One other situation could be grading of students in an educational institution, be it a school or a college or any other qualifying examination. Typically, it could be felt that there is not much difference between students who get marks that differ from one another by a very small number. In other words, the difference between two students with scores of 95 and 96 could be only considered as only due to chance causes. Therefore the examining authority could create multiple slabs of marks and map these slabs to grades. All students who get marks within a slab would be awarded the corresponding grade and the actual marks scored would not even be reported as they are not considered relevant once the slab and thereby the Grade has been decided. Ofcourse there could always be a cut off for passing the exam.

In the same educational institution, the faculty could be rated by the proportion of students who have passed the exam in the class handled by the faculty member. Here, the average marks scored by the students, although calculable is not used as a measure of performance, because helping students pass an exam is considered a very basic requirement and more critical than helping more students get higher marks.

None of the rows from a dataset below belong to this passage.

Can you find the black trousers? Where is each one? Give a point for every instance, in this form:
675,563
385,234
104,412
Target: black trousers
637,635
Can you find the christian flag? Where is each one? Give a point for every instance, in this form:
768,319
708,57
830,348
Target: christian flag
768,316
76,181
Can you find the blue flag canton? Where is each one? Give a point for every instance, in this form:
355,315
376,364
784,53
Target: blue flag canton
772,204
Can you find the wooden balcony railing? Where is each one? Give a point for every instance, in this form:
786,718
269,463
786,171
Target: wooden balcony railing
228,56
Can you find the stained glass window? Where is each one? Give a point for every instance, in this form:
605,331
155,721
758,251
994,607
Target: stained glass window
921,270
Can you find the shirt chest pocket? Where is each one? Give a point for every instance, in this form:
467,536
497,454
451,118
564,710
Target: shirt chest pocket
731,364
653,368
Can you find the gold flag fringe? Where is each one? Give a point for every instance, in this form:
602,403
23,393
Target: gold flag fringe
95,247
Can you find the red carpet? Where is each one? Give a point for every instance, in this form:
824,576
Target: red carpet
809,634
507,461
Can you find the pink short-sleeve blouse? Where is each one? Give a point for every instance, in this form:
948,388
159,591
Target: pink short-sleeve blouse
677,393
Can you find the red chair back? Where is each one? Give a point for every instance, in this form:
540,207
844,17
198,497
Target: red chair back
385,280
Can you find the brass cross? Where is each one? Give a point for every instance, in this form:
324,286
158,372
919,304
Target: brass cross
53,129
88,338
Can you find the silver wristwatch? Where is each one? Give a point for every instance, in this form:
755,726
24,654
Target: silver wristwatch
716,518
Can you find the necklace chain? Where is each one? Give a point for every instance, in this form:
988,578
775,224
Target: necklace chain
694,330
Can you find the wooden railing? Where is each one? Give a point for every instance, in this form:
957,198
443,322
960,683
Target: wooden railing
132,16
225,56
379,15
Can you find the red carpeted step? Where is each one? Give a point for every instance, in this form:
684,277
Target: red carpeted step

Such situations are also common in tracking the effectiveness of controls, especially manual controls. These controls could be just process controls or security related controls. The objective is to understand the effectiveness of controls for which the pre-requisite is to measure the proportion of instances in which the control has been implemented out of the total opportunities. The control can be just an entry in a register or a screen or a phone call or mail to communicate something. As the implementation of the control itself is a discrete action, that is, either it is implemented or it is not, the measure of the control itself is preferred in discrete form. The time interval within which the control is implemented or the quality of the mail or phone conversation is irrelevant and the KPI tracked here is the proportion of transactional opportunities in which the control was applied.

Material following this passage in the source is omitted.